EURO: 99 Problems
The Euro is starting to look very vulnerable in the wake of recent data on inflation and money growth. Additionally short term interbank rates are on the rise, meanwhile periphery bond spreads have plunged to multi year lows. In the past four months, Ireland, Portugal and Greece have all returned to capital markets and have sold bonds at yields that would imply the European debt crisis has completely abated. On the economic growth side, the recent purchasing manager sentiment indexes have been positive showing that growth is still continuing at a moderate pace. While these positive releases on economic sentiment show that the Eurozone recovery is proceeding, the decline in prices and the money supply are a significant threat.
Periphery Debt Overvalued-
Market pundits seem to believe that Draghi’s July 2012 promise to do “Whatever it Takes to save the Euro” was the catalyst that fixed the Euro crisis. It is debatable whether Draghi actually fixed anything, even though he loves to pat himself on the back for saving the day. Nearly 3 trillion dollars in monetary expansion has been undertaken by the Fed, BOJ and PBoC over the last 18 months that stormed into Eurozone bond markets and sparked a massive rally in periphery debt. Relative to US government bonds, there is not much value left in periphery debt and these assets could already be fairly valued.
Given this dynamic of external easing fueling out performance in periphery stocks and bonds, the Eurozone is particularly vulnerable to a global tightening in credit. Countries like France and Italy that have lagged in their reforms, and still rely heavily on external capital are especially exposed. Central banks are already reducing the size or pace of balance sheet growth as the Fed slows QE, LTRO loans are repaid and China FX reserve growth slows (Chinese banks are also reducing lending to risky countries).

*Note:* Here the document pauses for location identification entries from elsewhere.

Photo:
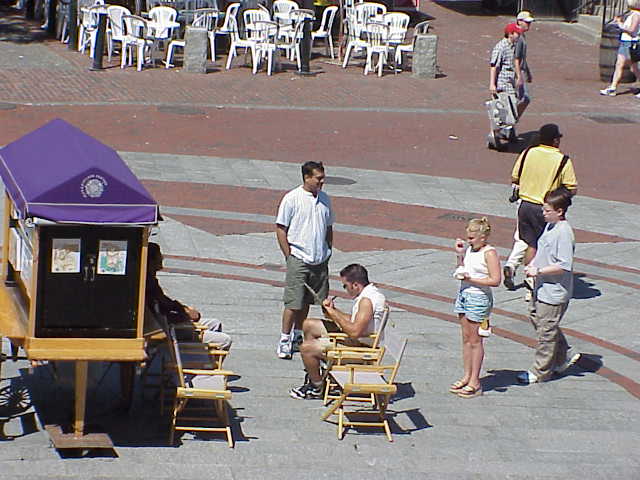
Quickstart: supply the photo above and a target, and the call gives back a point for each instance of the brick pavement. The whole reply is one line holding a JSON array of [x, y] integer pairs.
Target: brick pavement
[[378, 132]]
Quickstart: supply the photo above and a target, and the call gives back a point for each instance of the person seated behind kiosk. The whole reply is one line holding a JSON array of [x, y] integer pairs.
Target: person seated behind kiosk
[[366, 313], [175, 312]]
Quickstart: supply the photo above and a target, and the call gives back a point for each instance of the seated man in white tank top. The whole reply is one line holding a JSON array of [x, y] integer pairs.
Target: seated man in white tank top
[[366, 313]]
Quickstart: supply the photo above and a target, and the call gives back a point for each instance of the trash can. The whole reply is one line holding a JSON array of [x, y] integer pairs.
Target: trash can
[[609, 41]]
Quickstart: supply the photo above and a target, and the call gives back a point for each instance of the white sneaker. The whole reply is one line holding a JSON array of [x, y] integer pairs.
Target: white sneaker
[[284, 350], [484, 332], [295, 343], [527, 378], [570, 361]]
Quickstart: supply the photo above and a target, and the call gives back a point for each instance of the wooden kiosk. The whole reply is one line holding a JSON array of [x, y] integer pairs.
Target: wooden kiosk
[[74, 242]]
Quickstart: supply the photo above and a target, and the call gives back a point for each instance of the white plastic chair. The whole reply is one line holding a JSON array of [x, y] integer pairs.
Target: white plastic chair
[[232, 11], [378, 43], [164, 21], [398, 24], [368, 11], [290, 43], [264, 33], [253, 15], [326, 24], [420, 28], [237, 42], [136, 37], [353, 31], [88, 31], [282, 10], [115, 30], [291, 36]]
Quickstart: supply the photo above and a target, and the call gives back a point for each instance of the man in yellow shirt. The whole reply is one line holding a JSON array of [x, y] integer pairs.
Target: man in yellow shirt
[[537, 171]]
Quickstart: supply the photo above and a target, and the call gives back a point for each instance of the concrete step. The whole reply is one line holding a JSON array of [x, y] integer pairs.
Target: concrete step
[[587, 29]]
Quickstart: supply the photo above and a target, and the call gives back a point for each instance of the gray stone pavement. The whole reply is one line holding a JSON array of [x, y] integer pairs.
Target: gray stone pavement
[[583, 425]]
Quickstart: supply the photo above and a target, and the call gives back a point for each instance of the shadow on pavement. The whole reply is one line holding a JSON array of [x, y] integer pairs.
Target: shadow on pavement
[[48, 393], [15, 28], [500, 380], [583, 289], [473, 8], [15, 406]]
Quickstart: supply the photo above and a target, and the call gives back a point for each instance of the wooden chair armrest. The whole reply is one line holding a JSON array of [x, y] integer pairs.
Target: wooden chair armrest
[[346, 348], [347, 355], [204, 348], [363, 368], [195, 371]]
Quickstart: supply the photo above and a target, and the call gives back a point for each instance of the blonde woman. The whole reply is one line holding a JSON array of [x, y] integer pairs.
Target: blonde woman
[[630, 28], [478, 269]]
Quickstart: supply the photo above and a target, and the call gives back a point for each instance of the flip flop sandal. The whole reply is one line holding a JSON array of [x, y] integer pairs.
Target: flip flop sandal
[[469, 392], [457, 386]]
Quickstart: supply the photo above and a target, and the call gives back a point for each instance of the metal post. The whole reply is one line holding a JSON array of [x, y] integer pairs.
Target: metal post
[[98, 51], [30, 9], [72, 25], [51, 18]]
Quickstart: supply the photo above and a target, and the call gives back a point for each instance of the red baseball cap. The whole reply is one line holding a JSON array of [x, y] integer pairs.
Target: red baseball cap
[[512, 28]]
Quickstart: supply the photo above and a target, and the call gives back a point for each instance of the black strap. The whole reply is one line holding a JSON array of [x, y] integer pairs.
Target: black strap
[[563, 162], [524, 155]]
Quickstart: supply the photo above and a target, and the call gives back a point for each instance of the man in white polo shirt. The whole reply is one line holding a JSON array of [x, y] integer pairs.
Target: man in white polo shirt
[[305, 234]]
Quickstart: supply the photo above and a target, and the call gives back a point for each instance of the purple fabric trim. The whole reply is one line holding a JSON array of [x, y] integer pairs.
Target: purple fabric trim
[[77, 177]]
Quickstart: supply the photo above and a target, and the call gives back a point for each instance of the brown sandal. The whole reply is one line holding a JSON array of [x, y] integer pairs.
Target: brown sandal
[[469, 392], [457, 386]]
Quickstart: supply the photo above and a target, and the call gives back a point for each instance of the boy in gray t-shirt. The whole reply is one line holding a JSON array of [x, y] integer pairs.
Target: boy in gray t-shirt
[[552, 270], [555, 247]]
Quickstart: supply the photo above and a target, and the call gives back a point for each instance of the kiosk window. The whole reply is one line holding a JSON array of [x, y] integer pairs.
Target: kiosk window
[[65, 255], [112, 257]]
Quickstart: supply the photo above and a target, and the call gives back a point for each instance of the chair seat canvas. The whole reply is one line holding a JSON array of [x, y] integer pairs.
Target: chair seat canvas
[[208, 382], [364, 378]]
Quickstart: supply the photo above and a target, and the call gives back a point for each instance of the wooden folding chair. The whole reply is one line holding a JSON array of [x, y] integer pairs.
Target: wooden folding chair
[[341, 354], [376, 380], [339, 338], [200, 385]]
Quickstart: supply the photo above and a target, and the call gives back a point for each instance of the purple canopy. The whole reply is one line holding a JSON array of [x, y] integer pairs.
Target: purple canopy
[[60, 173]]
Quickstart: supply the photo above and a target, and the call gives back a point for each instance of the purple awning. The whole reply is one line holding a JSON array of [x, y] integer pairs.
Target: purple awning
[[60, 173]]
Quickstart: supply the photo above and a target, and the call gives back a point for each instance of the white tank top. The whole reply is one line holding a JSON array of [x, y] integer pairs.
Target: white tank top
[[476, 266], [377, 300]]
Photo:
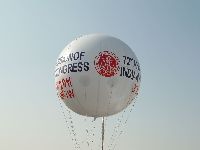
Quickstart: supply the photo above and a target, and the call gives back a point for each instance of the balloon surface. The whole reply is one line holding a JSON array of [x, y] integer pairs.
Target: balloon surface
[[97, 75]]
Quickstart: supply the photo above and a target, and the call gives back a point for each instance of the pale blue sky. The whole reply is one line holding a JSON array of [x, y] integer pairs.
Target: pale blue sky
[[165, 35]]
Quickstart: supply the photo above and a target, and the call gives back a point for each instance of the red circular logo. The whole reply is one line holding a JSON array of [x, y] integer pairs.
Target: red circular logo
[[107, 64]]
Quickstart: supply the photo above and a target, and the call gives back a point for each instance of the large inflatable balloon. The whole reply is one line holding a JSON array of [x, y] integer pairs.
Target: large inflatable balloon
[[97, 75]]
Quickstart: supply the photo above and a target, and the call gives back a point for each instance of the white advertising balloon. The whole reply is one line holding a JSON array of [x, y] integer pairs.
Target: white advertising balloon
[[97, 75]]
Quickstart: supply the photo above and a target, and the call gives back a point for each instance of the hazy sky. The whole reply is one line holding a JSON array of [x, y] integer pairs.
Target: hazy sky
[[164, 34]]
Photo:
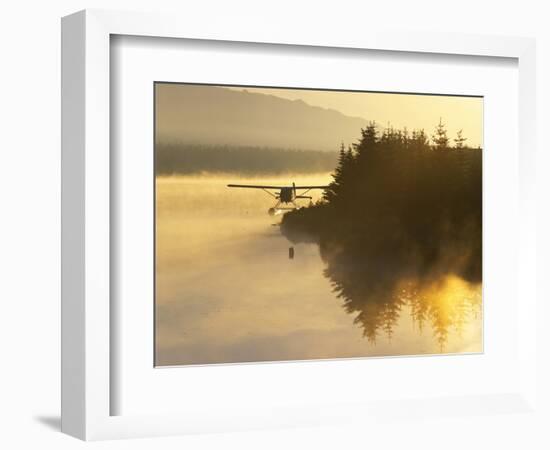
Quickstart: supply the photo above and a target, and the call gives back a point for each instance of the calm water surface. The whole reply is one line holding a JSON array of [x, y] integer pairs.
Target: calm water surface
[[226, 290]]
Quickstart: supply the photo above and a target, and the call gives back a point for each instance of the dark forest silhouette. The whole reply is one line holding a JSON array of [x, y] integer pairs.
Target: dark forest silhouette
[[402, 217], [179, 158]]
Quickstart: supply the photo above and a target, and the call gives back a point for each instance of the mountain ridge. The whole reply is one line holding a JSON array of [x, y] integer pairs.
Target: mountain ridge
[[213, 115]]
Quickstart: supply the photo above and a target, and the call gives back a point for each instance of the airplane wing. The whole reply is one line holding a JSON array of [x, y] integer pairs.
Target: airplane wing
[[311, 187], [255, 186]]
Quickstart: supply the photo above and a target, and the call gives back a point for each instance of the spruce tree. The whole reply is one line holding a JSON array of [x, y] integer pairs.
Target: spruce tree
[[439, 138]]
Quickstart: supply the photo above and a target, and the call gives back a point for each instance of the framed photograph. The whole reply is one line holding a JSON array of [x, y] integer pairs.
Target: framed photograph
[[257, 223]]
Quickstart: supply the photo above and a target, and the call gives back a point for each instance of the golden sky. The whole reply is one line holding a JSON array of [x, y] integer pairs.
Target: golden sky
[[400, 110]]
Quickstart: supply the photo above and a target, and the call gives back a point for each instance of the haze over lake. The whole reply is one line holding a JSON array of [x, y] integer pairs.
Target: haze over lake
[[383, 260], [227, 291]]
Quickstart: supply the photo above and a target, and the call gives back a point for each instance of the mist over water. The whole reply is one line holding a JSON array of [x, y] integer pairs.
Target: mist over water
[[226, 290]]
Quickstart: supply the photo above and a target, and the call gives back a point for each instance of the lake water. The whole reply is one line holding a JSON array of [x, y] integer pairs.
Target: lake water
[[227, 291]]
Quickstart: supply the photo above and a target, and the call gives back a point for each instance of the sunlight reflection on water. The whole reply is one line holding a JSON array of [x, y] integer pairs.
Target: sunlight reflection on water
[[226, 290]]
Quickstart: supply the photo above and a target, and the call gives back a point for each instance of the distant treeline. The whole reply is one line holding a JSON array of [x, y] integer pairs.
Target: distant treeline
[[177, 158], [401, 208]]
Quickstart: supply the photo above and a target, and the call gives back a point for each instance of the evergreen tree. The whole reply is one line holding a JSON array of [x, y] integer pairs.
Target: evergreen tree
[[439, 138], [459, 140], [334, 187]]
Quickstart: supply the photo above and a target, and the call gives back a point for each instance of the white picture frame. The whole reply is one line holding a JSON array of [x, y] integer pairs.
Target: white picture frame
[[87, 354]]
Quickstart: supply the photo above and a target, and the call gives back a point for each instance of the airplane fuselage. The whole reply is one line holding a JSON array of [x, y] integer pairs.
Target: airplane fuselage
[[287, 195]]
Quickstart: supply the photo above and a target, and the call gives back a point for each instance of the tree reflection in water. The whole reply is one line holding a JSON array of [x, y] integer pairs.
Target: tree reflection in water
[[377, 301]]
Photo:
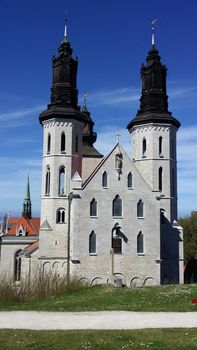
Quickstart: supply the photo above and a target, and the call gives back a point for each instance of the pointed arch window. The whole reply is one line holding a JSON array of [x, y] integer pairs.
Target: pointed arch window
[[160, 145], [144, 147], [93, 207], [130, 180], [117, 206], [17, 266], [76, 144], [160, 179], [61, 181], [140, 243], [63, 142], [92, 243], [140, 209], [104, 179], [173, 184], [49, 144], [60, 216], [47, 181]]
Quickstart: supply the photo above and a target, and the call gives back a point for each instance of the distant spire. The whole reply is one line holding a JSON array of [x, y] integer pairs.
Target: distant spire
[[27, 201], [153, 31]]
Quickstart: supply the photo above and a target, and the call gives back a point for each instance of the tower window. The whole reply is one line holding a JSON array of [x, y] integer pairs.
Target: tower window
[[61, 181], [160, 179], [93, 207], [173, 184], [144, 147], [76, 144], [104, 179], [17, 266], [130, 180], [49, 143], [92, 243], [117, 206], [60, 216], [140, 243], [63, 142], [47, 181], [140, 209], [160, 145]]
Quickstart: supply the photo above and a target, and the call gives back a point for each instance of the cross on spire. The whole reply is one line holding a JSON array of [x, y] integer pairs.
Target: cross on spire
[[153, 30]]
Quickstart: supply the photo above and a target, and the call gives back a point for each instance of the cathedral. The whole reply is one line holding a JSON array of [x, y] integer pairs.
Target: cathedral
[[104, 218]]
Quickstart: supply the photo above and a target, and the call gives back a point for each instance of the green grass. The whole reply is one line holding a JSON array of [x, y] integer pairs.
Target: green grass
[[98, 298], [158, 339]]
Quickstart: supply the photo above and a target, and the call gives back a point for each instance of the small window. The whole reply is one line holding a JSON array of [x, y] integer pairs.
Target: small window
[[140, 243], [47, 181], [160, 145], [49, 144], [130, 180], [117, 206], [63, 142], [92, 243], [160, 179], [76, 144], [60, 216], [61, 181], [140, 209], [17, 266], [173, 184], [104, 179], [144, 147], [93, 207], [117, 245]]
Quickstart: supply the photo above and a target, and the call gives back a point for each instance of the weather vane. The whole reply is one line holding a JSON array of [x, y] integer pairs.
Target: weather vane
[[153, 30]]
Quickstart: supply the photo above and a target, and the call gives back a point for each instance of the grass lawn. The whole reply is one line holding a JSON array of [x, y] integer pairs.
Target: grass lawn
[[158, 298], [158, 339]]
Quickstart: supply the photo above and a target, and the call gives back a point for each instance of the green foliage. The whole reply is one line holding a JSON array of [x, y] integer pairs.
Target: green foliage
[[163, 339], [189, 225], [100, 298]]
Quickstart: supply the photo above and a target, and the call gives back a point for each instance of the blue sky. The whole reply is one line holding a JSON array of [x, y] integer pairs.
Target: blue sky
[[111, 40]]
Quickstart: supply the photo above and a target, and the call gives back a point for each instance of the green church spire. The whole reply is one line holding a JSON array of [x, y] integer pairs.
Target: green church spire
[[27, 202]]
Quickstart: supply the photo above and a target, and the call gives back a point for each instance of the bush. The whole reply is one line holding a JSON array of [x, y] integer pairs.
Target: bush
[[41, 287]]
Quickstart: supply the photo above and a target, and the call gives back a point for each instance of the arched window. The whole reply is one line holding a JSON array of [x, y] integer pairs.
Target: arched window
[[160, 145], [140, 243], [173, 184], [17, 266], [49, 143], [76, 144], [47, 181], [63, 142], [144, 147], [130, 180], [160, 179], [93, 207], [60, 216], [140, 209], [117, 206], [61, 181], [104, 179], [92, 243]]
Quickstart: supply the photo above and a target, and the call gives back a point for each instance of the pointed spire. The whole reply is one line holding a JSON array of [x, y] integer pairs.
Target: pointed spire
[[27, 201]]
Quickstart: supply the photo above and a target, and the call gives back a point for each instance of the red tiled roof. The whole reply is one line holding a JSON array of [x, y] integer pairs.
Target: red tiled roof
[[31, 226]]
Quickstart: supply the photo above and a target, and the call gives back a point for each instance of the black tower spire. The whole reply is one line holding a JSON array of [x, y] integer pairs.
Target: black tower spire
[[154, 98]]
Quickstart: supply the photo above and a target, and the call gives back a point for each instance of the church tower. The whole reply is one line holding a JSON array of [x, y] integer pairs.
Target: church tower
[[153, 132], [63, 124]]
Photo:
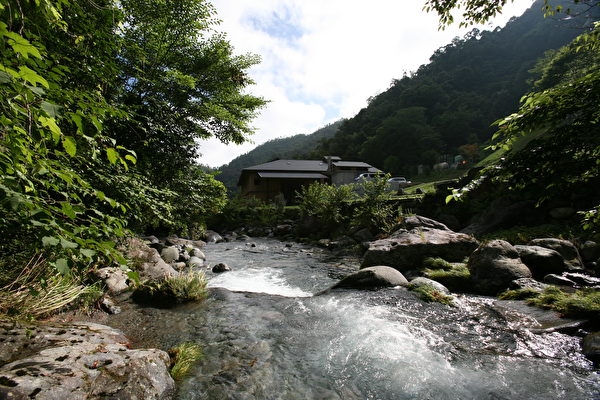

Rising Money Market Rates-
The issues Mario Draghi has harped on repeatedly this year are a prolonged period of low inflation and an unwarranted rise in money market rates. Overnight money market rates have been on the rise over the past two weeks as seen below. This rise in overnight lending is especially harmful to periphery banks that are more likely to be funding themselves on a short overnight basis. As banks repay LTRO loans, excess liquidity in the Eurosystem has fallen below the important psychological mark of 100bn.
EONIA(overnight lending rate) has fixed above the ECB’s overnight cash rate of 0.25% several times in the past week, which represents a clear malfunction in transmission of the ECB’s policy. Mr.Draghi also likes to pat himself on the back for the ECB’s genius forward guidance not allowing short tenor money market volatility to propagate down the interest rate curve to the 1 year rate. I am guessing that self congratulating session won’t be going on at next week’s meeting as for the first time in months longer tenor Euribor rates are starting to tick up. 3 ,6 and 12 month rates have been on the rise during the last 2 weeks of the entire curve moving higher, lead by sharp moves up in EONIA. See the graph below:
This morning’s Flash CPI estimate missed expectations at 0.7% vs 0.8% expected. Low inflation continues and the pressure is building on the ECB to ease policy. The central bank has attributed much of the decline in inflation to falling food and energy prices, however the caveat here is that those items (commodities bought on futures exchanges) are mostly priced in US dollars. The rising EUR is the culprit behind falling energy and food prices, and rightfully so Draghi is becoming more willing to blame the inflation problem on the strong exchange rate. The Eurozone is also the most vulnerable victim of China’s new policy of exporting deflation by devaluing the Yuan. The Chinese currency has fallen around 3% since February, which is surely having an effect on import prices in the Euro area as seen by German import prices since March. Contracting lending and rising money market rates also will feed through into lower inflation and a tighter money supply.
Contracting Lending –
Private loan growth continues to bump along near recent lows as Euro zone banks reel back lending in the face of ECB stress tests that will begin next month. Draghi has personally attributed the fall in lending to banks changing their behavior as they clean up their balance sheets in anticipation of the Asset Quality Review (stress test.) It is possible that the ECB sees this fall in lending as a temporary side effect of such a stringent analysis of bank assets. Contractions in lending are also due to a post crisis decline in asset backed loan securitization, something that the ECB has discussed extensively.
Overall the Eurozone has a plethora of problems. Mario Draghi can ease policy based on any of the usual suspects, low inflation, unwarranted rises in money market rates or contracting lending. While these are all significant issues in their own right, the main issue here is that the Eurozone has effectively been the biggest beneficiary of the unprecedented amount of monetary easing that has occurred since late 2012. The gains in periphery bond markets have boosted confidence in those economies, and helped banks repair their balance sheets. As the Fed reduces QE, the PBoC FX reserve accumulation slows, LTROs are fully repaid and the Bank of Japan waffles on increasing its QE…. the Eurozone periphery bond market stands to be the most vulnerable and overvalued asset in the game. The ECB now needs to implement its own easing program, up until now everyone else has done the heavy lifting for them.